Genre : Drame
Durée : 100’
Acteurs : Jessica Chastain, Peter Sarsgaard, Merritt Wever, Josh Charles, Elsie Fisher, Jessica Harper...
Synopsis :
Sylvia, assistante sociale, mène une vie ordonnée et structurée. Elle partage son temps entre sa fille, son travail et les réunions des AA. Tout bascule lorsque Saul la suit chez elle après leur réunion au lycée. Ces retrouvailles inattendues ont un impact profond sur leurs vies respectives et ouvrent la porte au passé.
La critique de Julien
Récompensé à la Mostra de Venise 2023 de la Coupe Volpi de la meilleure interprétation masculine pour son acteur Peter Sarsgaard, "Memory" est la nouvelle réalisation du cinéaste mexicain Michel Franco, sortant trois après son précédent film "Sundown", qui avait énormément plu à Charles, en témoigne sa critique. Drame intime et sensible qu’il a lui-même écrit, son nouveau film, qui est sans doute le plus accessible et doux de sa filmographie, commence par une réunion d’anciens élèves d’un lycée, à laquelle assiste à contrecœur Sylvia (Jessica Chastain), une assistance sociale et alcoolique en rémission depuis 13 ans, soit depuis la naissance de sa fille Anna (Brooke Timber). Durant la soirée, un homme s’assoira alors à côté d’elle, tout en lui souriant, laquelle quittera aussitôt l’événement, tandis qu’il la suivra jusque chez elle, lequel passera étrangement la nuit dehors, sous la pluie, à peine réactif. Cet homme, Saul Shapiro (Peter Sarsgaard), elle semble l’avoir reconnu, réanimant en elle de douloureux souvenirs, mais à s’y méprendre. Car quand bien même leur mémoire leur fait et fera défaut, leur rencontre la marquera respectivement au fer rouge...

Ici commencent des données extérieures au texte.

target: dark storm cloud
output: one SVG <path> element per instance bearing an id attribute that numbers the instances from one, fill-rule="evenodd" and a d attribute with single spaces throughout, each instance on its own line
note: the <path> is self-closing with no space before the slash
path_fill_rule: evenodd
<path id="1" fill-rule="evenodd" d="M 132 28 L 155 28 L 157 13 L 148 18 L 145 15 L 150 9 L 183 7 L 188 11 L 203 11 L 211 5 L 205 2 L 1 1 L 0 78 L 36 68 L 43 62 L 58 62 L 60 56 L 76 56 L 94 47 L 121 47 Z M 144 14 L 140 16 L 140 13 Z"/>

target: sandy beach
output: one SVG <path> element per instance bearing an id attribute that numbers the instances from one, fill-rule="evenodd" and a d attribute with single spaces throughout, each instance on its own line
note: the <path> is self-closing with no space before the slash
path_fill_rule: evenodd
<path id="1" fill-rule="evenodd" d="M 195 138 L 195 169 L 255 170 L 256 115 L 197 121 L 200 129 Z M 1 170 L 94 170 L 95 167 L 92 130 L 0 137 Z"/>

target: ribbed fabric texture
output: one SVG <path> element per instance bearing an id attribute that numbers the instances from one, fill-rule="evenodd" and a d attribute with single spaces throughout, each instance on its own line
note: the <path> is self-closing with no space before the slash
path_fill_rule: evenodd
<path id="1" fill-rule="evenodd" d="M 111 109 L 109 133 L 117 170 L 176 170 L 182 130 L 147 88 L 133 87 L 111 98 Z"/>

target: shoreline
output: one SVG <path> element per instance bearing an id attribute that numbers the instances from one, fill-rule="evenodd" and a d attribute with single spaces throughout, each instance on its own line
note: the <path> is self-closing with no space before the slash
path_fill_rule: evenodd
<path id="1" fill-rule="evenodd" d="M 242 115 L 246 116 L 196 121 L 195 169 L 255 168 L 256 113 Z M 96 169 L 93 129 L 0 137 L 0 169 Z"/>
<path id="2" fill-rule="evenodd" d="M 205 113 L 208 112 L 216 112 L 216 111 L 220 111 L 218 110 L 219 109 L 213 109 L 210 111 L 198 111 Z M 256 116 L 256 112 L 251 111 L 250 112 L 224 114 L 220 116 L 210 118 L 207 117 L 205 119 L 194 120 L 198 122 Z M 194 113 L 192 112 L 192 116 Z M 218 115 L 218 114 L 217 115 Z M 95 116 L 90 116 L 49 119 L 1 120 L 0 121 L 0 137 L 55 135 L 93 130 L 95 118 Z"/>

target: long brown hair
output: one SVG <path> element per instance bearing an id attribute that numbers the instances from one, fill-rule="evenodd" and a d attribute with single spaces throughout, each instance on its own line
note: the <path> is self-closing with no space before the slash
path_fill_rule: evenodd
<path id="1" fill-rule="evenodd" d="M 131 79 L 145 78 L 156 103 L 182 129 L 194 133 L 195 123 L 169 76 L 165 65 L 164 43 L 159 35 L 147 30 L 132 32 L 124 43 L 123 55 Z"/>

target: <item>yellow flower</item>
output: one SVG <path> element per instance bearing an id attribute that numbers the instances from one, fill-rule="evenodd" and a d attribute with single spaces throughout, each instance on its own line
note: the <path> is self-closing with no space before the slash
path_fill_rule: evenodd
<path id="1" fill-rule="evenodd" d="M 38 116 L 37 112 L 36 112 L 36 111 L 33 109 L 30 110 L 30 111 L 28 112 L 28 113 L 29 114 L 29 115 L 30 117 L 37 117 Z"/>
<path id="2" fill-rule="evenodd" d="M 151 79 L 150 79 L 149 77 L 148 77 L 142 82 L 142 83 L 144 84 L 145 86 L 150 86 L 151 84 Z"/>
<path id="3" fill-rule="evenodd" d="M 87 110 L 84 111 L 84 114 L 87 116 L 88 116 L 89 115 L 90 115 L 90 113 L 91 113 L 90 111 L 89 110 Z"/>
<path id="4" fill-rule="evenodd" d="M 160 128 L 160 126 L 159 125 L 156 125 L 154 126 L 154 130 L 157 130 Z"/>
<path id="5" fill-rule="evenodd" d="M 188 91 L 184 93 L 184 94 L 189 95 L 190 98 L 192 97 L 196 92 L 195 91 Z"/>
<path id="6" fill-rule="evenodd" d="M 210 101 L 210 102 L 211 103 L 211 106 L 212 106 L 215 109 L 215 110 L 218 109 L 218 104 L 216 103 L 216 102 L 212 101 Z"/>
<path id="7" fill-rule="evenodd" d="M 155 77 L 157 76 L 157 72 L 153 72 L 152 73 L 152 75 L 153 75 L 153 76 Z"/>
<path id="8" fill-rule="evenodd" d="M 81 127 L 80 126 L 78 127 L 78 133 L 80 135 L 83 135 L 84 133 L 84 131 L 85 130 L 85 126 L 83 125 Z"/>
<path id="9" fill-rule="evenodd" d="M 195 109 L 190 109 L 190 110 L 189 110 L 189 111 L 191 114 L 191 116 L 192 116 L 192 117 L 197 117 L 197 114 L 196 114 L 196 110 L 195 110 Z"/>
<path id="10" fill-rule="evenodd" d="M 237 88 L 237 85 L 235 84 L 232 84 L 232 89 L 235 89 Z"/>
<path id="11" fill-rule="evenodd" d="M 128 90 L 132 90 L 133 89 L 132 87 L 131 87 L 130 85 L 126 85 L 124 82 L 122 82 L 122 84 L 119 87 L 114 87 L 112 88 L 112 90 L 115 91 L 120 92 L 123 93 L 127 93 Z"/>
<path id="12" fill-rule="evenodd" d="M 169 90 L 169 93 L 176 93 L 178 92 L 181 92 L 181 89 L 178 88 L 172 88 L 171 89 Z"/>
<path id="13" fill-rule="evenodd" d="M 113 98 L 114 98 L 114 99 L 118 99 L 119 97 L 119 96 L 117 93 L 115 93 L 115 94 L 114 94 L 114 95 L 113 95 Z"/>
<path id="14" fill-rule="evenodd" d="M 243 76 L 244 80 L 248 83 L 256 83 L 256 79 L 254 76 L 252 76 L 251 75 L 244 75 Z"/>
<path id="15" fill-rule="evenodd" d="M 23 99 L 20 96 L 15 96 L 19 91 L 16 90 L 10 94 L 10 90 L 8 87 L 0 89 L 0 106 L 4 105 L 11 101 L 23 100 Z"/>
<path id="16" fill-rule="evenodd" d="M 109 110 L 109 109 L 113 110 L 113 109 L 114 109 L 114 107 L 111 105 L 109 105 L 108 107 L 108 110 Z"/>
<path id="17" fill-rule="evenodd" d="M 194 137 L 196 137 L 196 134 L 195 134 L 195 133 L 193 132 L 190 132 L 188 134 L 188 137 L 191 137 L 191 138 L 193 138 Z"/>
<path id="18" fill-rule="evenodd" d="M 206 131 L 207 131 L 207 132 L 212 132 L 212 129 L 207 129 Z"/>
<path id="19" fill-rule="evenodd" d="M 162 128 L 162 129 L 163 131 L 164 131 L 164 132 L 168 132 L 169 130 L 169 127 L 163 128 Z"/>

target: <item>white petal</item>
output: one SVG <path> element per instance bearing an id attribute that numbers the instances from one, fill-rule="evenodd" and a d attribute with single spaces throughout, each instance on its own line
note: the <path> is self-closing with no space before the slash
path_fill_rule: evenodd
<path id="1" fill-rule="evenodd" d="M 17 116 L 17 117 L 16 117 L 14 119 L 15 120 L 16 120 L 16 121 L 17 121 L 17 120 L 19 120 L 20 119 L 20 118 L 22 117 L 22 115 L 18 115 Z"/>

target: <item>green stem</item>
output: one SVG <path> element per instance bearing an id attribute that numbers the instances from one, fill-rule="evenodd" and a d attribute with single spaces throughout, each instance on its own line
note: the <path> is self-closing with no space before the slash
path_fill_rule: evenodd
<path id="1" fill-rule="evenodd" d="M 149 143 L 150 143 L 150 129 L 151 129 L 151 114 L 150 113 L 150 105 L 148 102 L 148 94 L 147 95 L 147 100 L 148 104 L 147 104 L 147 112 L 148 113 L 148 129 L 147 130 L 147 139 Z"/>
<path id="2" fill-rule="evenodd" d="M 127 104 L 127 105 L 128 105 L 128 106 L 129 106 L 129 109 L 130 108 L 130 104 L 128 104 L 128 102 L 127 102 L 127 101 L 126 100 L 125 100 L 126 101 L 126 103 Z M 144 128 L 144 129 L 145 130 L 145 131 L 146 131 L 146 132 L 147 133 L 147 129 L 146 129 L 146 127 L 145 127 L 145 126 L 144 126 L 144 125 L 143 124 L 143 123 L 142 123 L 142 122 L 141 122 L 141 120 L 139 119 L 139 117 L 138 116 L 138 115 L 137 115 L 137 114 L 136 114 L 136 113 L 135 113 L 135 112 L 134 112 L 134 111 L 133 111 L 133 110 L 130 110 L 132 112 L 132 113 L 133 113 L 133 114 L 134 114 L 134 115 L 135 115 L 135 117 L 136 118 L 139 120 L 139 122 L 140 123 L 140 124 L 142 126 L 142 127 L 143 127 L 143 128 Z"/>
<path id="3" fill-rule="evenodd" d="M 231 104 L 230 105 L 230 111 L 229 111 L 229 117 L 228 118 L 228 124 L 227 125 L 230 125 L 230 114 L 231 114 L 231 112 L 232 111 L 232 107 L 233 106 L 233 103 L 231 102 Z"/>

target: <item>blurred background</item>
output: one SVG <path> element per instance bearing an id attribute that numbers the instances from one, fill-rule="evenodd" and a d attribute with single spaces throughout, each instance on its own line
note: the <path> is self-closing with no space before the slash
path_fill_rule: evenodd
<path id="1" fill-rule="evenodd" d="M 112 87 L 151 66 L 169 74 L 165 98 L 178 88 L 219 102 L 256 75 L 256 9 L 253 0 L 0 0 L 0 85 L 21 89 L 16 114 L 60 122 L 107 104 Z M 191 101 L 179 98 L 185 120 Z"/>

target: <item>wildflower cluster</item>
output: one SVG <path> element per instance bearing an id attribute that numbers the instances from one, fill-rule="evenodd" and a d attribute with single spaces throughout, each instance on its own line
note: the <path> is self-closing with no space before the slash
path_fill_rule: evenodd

"Memory", c’est un film délicat autour de la maladie mentale, avec, d’une part, la fatalité de la démence (précoce) et, d’autre part, un traumatisme d’enfance aux conséquences longitudinales aussi personnelles, psychologiques que familiales. D’ailleurs, ses magnifiques personnages vivent ici chacun d’eux enfermés dans leur routine, et cela aussi bien implicitement qu’explicitement. Michel Franco dresse alors ici un double portrait aussi poignant que complexe de deux êtres abîmés, à qui la vie n’a pas toujours souri. Pourtant, leurs retrouvailles leur permettront de trouver un brin de réconfort dans leur quotidien cadenassé, un espoir dans leur solitude intérieure, malgré sans doute l’impossibilité d’une relation amoureuse telle qu’on l’entend. Leur tendresse mutuelle, leur écoute et partage suffiront alors à leur permettre d’extérioriser (aussi difficilement que cela pourra l’être) leurs maux, à agir telle une thérapie, malgré les traces indélébiles et cicatrices qui demeureront, voire d’autres qui s’ouvriront...
Michel Franco, en gardant la distance et la pudeur nécessaire dans sa manière de mettre en scène cette romance résiliente et libératrice, ne verse jamais ici dans le mélodrame, et laisse alors l’empathie, l’émotion naître de l’authenticité du jeu de ses magnifiques acteurs, Peter Sarsgaard et Jessica Chastain. En parfaite symbiose, ces derniers s’avèrent absolument touchants dans la peau de leurs personnages, lesquels portent en eux la détresse de leurs souffrances, tout en s’octroyant, entre eux, des sourires aussi beaux qu’éphémères, mais surtout de la confiance, dont en une possibilité de relation intime retrouvée. Ce morceau de vie partagé alors à leurs côtés, certes aussi terne que crescendo lumineux, brille dès lors par la générosité des sentiments échangés et ressentis, mais aussi par sa justesse, sa spontanéité, et sa manière de soulager les tréfonds de la mémoire humaine et ses contradictions, c’est-à-dire avec de l’optimisme et du soutien qui réchauffent le cœur.